Si les perturbations à court terme sur l’approvisionnement en engrais peuvent être atténuées par les stocks existants, des déficits prolongés peuvent entraîner une augmentation des prix alimentaires mondiaux jusqu’à 6%, constituant ainsi des menaces à long terme pour l’agriculture mondiale, souligne l’Organisation de coopération et de développement économiques (OCDE).
Issa DA SILVA SIKITI
« Les pénuries d’engrais constituent une préoccupation majeure pour de nombreux pays, non seulement depuis le début de la guerre entre la Russie et l’Ukraine, mais également en raison des incertitudes géopolitiques plus larges qui affectent le commerce mondial et les marchés des matières premières. Le conflit en cours a perturbé les chaînes d’approvisionnement et la production d’engrais essentiels, entraînant une volatilité accrue des prix et de la disponibilité. La récente flambée des prix, qui rappelle les crises alimentaires mondiales de 2008, a soulevé des questions sur la résilience des marchés internationaux des engrais », martèle cette institution basée à Paris, dans un rapport inquiétant publié lundi.
L’incapacité d’accéder aux engrais entrave la productivité agricole dans de nombreux pays à faible revenu, tandis que dans la plupart des grandes économies, plus de 50% des engrais n’atteignent pas les cultures planifiées, regrette l’USDA, le ministère américain de l’agriculture. « Une réduction de 10% des pertes et gaspillages mondiaux d’engrais permettrait de libérer plus que la quantité totale d’engrais minéraux utilisée par tous les pays africains ».
Faire monter les enchères ?
Grégoire, un agriculteur de subsistance, est indigné par l’augmentation croissante des prix d’engrais, une décision qu’il juge immorale et injuste. « Les prix ont presque doublé cette année et ceci nous pousse à réduire notre production à un niveau qui tient compte de la quantité disponible d’engrais, parce qu’on n’a pas le choix, sinon on risque de compromettre les rendements. Moi je pense que les fournisseurs profitent de la guerre russo-ukrainienne pour faire monter les enchères. Ce n’est pas possible », se plaint-il.

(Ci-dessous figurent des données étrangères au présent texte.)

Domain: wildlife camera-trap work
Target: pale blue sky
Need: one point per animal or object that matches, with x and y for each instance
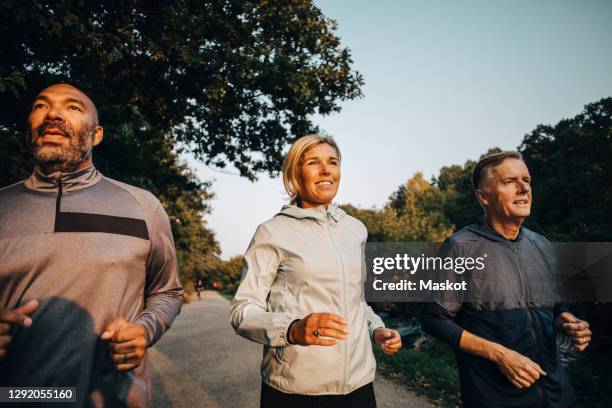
(444, 81)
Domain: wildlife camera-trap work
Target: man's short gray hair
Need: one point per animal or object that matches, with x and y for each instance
(484, 166)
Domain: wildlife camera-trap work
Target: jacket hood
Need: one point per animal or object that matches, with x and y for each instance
(319, 214)
(484, 230)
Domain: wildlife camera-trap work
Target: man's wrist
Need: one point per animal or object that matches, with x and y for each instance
(290, 339)
(495, 352)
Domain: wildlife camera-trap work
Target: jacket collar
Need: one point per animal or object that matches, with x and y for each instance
(486, 231)
(320, 214)
(70, 181)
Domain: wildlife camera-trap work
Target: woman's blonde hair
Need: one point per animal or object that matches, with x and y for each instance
(293, 160)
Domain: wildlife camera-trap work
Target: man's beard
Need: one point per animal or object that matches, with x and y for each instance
(50, 157)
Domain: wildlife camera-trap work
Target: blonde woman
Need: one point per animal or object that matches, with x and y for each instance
(301, 292)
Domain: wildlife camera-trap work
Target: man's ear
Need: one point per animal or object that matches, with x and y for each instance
(482, 197)
(98, 135)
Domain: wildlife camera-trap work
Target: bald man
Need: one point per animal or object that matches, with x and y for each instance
(88, 278)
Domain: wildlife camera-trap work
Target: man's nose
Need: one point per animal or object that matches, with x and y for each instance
(54, 113)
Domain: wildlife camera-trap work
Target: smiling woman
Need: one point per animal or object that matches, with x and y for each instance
(311, 171)
(302, 286)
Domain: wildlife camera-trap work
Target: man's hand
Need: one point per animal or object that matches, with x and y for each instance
(389, 340)
(520, 370)
(9, 317)
(127, 343)
(311, 330)
(577, 329)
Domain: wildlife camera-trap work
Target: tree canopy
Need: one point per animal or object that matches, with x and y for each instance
(231, 81)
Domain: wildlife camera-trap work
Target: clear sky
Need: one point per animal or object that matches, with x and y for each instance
(444, 81)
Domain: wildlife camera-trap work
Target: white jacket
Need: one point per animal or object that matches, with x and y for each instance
(306, 261)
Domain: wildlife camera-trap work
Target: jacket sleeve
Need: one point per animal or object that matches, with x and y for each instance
(438, 318)
(163, 290)
(248, 311)
(374, 321)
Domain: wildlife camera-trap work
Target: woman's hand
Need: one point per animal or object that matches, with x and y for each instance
(311, 330)
(389, 340)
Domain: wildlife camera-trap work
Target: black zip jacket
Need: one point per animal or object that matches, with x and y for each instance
(511, 307)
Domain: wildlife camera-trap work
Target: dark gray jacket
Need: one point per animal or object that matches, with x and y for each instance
(90, 249)
(513, 304)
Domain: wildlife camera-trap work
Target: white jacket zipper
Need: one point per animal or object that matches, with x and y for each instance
(344, 344)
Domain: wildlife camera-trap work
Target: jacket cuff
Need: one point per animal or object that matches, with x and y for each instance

Au Bénin, le prix de l’engrais Npk (azote, phosphore et potassium) n’a cessé de connaître de hausse lors de ces deux dernières campagnes et contrairement à 2020-2023 au cours duquel le prix était relativement stable (240 FCFA/kg et 12.000 FCFA le sac de 50 kg), on note une augmentation drastique pour la campagne agricole 2023-2024, rapporte Agri-Impact.

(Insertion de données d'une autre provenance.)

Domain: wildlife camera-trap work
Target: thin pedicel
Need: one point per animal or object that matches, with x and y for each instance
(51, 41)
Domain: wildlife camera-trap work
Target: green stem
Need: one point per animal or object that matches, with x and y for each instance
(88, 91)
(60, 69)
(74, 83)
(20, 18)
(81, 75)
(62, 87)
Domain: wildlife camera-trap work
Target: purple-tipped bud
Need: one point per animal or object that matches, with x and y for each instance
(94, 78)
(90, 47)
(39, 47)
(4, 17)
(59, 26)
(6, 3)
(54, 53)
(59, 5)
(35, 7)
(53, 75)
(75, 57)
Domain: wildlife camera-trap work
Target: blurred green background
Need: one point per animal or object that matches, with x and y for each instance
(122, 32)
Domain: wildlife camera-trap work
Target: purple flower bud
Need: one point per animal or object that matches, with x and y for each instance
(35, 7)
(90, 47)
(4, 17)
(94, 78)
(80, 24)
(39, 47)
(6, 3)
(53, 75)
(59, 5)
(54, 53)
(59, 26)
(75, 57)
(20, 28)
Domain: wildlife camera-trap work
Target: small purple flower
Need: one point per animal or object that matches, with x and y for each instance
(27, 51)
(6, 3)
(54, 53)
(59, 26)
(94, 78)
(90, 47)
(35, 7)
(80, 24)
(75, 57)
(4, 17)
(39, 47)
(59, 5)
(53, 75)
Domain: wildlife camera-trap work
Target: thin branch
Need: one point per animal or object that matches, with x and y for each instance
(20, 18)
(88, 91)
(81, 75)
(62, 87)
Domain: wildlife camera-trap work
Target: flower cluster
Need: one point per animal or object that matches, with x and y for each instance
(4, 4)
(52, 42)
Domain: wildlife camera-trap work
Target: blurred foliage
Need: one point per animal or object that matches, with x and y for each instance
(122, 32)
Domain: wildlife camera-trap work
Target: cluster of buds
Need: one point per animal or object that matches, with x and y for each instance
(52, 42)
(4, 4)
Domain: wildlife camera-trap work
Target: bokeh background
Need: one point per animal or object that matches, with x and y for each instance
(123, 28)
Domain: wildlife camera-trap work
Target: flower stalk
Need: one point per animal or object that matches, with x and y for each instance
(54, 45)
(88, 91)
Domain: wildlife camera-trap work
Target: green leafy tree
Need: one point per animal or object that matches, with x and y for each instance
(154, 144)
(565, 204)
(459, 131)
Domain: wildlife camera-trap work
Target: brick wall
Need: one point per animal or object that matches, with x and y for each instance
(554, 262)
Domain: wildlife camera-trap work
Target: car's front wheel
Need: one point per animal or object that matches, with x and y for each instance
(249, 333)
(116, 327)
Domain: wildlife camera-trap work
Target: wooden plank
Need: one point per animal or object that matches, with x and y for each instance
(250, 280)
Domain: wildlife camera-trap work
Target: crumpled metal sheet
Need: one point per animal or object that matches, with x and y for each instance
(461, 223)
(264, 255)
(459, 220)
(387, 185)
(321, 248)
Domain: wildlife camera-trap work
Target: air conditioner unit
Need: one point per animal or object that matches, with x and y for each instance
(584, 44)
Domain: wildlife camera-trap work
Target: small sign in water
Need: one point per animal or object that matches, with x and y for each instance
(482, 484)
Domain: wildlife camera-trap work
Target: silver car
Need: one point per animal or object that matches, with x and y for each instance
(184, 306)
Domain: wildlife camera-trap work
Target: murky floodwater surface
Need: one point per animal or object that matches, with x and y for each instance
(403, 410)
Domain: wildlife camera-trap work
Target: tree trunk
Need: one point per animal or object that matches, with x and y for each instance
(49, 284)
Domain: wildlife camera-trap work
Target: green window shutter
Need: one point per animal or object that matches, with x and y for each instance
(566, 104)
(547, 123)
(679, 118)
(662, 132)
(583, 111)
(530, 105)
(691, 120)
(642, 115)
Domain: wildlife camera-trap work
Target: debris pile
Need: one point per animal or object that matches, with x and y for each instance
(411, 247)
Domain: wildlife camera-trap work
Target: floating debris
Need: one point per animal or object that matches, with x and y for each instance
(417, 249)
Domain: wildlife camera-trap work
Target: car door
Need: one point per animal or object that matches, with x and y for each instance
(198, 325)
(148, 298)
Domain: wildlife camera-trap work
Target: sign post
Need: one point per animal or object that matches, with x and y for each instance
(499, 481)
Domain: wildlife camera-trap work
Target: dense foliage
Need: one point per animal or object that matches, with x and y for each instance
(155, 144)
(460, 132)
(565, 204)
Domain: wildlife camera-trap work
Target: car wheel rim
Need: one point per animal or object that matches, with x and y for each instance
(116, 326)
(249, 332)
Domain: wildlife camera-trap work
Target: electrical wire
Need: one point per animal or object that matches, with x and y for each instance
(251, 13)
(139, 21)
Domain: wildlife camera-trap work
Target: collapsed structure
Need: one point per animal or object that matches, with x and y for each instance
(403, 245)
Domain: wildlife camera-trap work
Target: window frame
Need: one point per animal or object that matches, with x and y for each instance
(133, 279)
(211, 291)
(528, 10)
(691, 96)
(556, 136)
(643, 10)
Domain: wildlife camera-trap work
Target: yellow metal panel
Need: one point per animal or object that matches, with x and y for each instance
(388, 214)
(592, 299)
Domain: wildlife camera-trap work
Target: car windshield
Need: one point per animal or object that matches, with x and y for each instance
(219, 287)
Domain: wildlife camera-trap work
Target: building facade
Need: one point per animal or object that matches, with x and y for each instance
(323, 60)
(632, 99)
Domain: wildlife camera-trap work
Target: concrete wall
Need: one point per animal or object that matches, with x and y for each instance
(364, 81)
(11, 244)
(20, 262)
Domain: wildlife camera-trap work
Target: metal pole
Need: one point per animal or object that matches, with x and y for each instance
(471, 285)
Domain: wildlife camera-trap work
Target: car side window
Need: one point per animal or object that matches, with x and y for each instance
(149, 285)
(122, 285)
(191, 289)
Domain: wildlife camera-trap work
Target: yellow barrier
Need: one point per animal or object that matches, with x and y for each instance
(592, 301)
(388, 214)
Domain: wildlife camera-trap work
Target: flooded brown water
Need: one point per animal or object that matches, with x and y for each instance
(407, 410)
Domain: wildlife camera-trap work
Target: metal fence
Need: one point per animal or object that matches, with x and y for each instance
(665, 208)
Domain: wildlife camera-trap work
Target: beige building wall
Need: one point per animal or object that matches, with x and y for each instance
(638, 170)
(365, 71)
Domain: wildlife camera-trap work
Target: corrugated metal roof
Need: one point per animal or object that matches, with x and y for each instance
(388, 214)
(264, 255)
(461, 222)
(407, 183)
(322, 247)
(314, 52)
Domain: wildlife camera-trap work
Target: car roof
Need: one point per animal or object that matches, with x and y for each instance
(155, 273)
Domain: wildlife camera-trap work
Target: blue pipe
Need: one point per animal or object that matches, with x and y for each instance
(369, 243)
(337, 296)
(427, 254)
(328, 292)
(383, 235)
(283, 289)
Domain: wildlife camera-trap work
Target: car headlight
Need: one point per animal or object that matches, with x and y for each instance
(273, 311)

A en croire le rapport de l’OCDE mentionné ci-haut, la réduction des apports de nutriments – lesquels constituent des éléments essentiels des systèmes alimentaires – a un impact direct sur les rendements.
Cependant, déplore la Banque africaine de développement (BAD), bien que les engrais soient l’un des intrants clés du secteur agricole, leur utilisation en Afrique reste inférieure à l’objectif fixé dans la Déclaration d’Abuja de 2006, à savoir l’utilisation d’au moins 50 kg d’éléments nutritifs par hectare de terre arable.

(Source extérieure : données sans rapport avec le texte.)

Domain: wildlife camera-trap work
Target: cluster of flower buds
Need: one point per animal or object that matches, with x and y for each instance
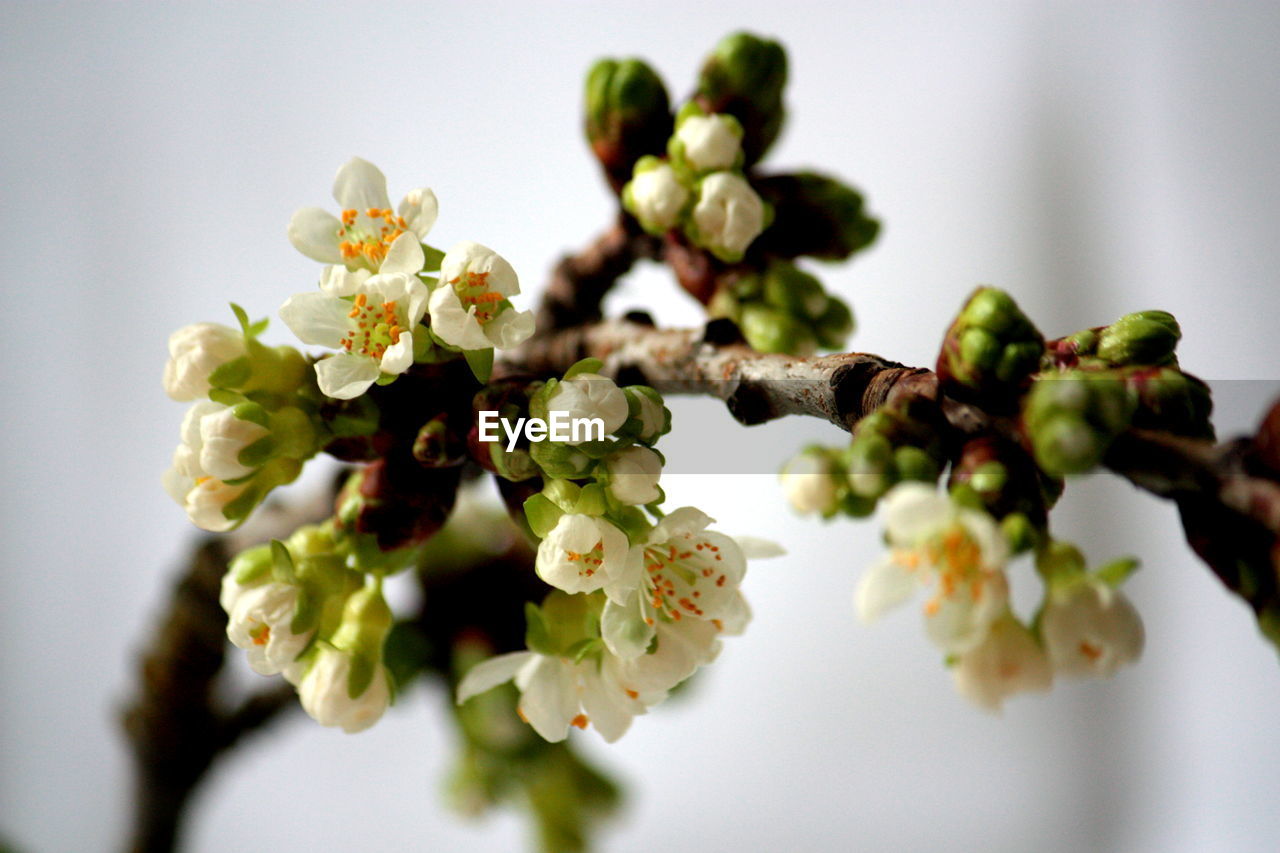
(300, 610)
(890, 446)
(784, 309)
(641, 597)
(251, 427)
(1086, 626)
(699, 186)
(387, 300)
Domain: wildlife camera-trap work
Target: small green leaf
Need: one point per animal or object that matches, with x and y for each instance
(543, 515)
(585, 365)
(480, 363)
(241, 316)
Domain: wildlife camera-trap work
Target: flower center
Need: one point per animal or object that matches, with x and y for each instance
(369, 235)
(373, 328)
(675, 575)
(589, 561)
(472, 290)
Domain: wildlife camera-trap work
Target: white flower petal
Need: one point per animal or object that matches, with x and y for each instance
(338, 281)
(510, 329)
(624, 628)
(405, 255)
(360, 186)
(398, 356)
(885, 585)
(344, 375)
(489, 674)
(419, 209)
(549, 697)
(452, 323)
(314, 232)
(316, 318)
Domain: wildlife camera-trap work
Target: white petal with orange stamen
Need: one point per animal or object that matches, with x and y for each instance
(366, 229)
(469, 306)
(1091, 629)
(581, 553)
(958, 553)
(259, 620)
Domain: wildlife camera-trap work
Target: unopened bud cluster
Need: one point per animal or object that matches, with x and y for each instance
(640, 596)
(784, 309)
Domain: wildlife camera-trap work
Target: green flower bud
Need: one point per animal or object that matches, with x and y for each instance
(835, 325)
(627, 115)
(1073, 419)
(744, 76)
(789, 287)
(1141, 338)
(816, 215)
(991, 347)
(769, 329)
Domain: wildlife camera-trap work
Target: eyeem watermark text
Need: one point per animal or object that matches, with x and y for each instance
(560, 428)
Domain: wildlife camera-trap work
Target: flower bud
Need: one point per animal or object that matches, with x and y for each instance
(727, 217)
(991, 347)
(771, 329)
(705, 142)
(744, 76)
(1089, 629)
(809, 482)
(195, 352)
(1006, 662)
(789, 287)
(1073, 418)
(814, 215)
(656, 195)
(835, 324)
(1141, 338)
(327, 694)
(627, 115)
(632, 475)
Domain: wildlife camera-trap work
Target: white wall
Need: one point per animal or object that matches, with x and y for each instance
(1091, 158)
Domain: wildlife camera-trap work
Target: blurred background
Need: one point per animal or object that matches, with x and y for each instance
(1091, 158)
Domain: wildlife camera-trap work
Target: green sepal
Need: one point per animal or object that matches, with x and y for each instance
(592, 501)
(1115, 573)
(242, 318)
(584, 648)
(480, 363)
(231, 374)
(585, 365)
(434, 256)
(543, 515)
(362, 669)
(562, 493)
(538, 637)
(257, 454)
(225, 397)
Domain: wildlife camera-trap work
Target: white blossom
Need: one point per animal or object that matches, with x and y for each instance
(195, 352)
(1005, 662)
(470, 306)
(956, 552)
(709, 142)
(368, 228)
(325, 694)
(1091, 629)
(586, 396)
(809, 483)
(657, 197)
(373, 329)
(260, 619)
(634, 475)
(681, 573)
(581, 553)
(728, 215)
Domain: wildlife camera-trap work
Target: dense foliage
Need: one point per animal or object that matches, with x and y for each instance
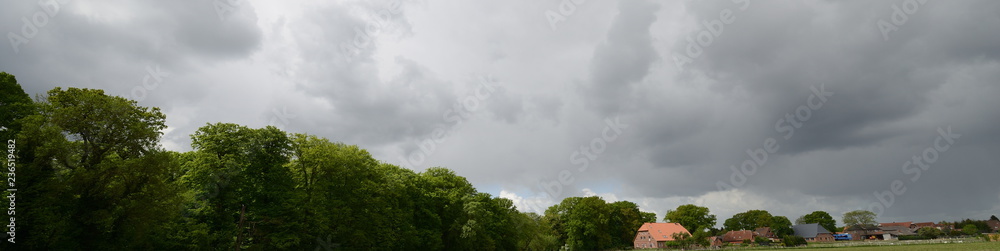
(91, 175)
(823, 218)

« Comment voulez-vous qu’on les utilise en grande quantité si la demande est toujours supérieure à l’offre et qu’éventuellement leurs prix exorbitants ne correspondent pas à la réalité de nos maigres ressources », s’exclame Grégoire.
La faible utilisation d’engrais en Afrique est due, entre autres, à l’incapacité du continent à mettre en place une chaîne de valeur solide et dynamique des engrais pour répondre aux besoins du secteur agricole, indique la BAD.